Expression of Human Mut-S-Homologon-2 in Malignancies of the Uterine Corpus
All analyzed malignancies of the uterine corpus revealed strong nuclear immunoreactivity for human Mut-S-Homologon-2 (mean human Mut-S-Homologon-2-IRS 9.00 ± 3.16; mean human Mut-S-Homologon-2-PP 79.38 ± 16.01; mean human Mut-S-Homologon-2-IS 2.50 ± 0.63).
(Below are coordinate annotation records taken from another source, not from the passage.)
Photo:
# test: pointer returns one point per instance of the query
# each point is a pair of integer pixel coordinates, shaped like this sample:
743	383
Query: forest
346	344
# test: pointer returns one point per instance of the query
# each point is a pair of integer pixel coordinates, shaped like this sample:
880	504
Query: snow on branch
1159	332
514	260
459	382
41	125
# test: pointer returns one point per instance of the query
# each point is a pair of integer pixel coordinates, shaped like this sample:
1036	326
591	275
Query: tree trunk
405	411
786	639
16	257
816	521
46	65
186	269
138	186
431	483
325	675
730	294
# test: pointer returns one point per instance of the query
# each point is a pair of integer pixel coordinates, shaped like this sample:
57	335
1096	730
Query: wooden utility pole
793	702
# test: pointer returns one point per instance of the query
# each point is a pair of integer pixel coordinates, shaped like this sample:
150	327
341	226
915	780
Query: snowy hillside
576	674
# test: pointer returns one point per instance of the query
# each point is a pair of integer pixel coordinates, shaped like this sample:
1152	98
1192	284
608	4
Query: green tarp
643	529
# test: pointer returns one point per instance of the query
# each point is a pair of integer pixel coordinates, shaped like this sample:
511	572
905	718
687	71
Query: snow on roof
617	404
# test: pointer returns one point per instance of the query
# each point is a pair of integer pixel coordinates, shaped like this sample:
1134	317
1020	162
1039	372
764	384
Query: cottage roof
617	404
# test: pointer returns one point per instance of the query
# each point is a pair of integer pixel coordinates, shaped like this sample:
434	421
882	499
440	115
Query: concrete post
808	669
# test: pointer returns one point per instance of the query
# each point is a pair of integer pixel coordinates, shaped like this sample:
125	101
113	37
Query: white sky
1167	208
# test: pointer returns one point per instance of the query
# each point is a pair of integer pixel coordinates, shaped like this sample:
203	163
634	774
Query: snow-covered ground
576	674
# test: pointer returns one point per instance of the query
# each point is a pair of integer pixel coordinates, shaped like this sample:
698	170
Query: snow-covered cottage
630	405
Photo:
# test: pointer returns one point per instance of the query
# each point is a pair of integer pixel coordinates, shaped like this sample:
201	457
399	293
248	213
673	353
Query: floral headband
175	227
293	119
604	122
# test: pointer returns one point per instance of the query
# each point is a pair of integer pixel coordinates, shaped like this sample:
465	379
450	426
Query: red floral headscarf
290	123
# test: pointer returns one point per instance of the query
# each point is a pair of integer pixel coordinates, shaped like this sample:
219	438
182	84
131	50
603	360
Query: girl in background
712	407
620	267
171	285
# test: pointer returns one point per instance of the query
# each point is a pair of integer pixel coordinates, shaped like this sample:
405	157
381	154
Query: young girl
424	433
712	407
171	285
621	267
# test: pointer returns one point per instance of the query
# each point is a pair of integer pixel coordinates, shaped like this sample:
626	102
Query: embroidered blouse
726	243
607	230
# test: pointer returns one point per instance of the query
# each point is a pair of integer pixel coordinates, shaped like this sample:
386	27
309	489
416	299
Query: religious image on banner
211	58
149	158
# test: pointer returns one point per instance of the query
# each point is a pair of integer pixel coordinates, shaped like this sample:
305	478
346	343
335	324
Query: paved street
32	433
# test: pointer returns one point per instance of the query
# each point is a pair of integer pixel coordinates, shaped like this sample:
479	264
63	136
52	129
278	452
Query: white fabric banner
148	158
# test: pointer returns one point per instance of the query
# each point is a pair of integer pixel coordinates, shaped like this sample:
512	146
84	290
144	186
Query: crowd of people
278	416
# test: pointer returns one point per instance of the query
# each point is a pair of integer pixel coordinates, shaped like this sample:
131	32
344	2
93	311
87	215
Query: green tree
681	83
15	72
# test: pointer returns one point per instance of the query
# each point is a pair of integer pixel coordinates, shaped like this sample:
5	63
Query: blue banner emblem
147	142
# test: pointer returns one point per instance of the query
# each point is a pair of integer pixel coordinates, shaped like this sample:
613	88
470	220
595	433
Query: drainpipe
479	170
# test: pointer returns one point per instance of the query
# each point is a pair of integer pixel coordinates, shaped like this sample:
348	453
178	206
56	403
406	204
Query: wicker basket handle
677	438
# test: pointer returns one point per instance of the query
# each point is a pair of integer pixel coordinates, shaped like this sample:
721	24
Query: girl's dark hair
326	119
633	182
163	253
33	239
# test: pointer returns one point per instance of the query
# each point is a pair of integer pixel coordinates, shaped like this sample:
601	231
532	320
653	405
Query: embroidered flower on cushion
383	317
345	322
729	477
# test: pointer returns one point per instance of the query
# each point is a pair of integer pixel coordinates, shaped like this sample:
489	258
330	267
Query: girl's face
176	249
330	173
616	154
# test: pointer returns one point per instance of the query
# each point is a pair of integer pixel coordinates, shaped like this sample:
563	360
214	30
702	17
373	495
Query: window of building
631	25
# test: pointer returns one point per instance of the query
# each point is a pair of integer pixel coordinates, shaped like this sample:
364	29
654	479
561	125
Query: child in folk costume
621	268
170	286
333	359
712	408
There was no visual difference in comparing the labeling pattern for human Mut-S-Homologon-2 in different types of malignancies of the uterine corpus. Tumor cells revealed consistently heterogeneous and strong human Mut-S-Homologon-2 immunoreactivity (Figure 1; Table 1). In addition, expression of human Mut-S-Homologon-2 protein was consistently and markedly upregulated in tumor cells of malignancies of the uterine corpus compared with normal endometrial tissue (Figure 1; Table 1). This upregulation was statistically significant (human Mut-S-Homologon-2-PP p<0.001; human Mut-S-Homologon-2-IS p<0.001; human Mut-S-Homologon-2-IRS p<0.001).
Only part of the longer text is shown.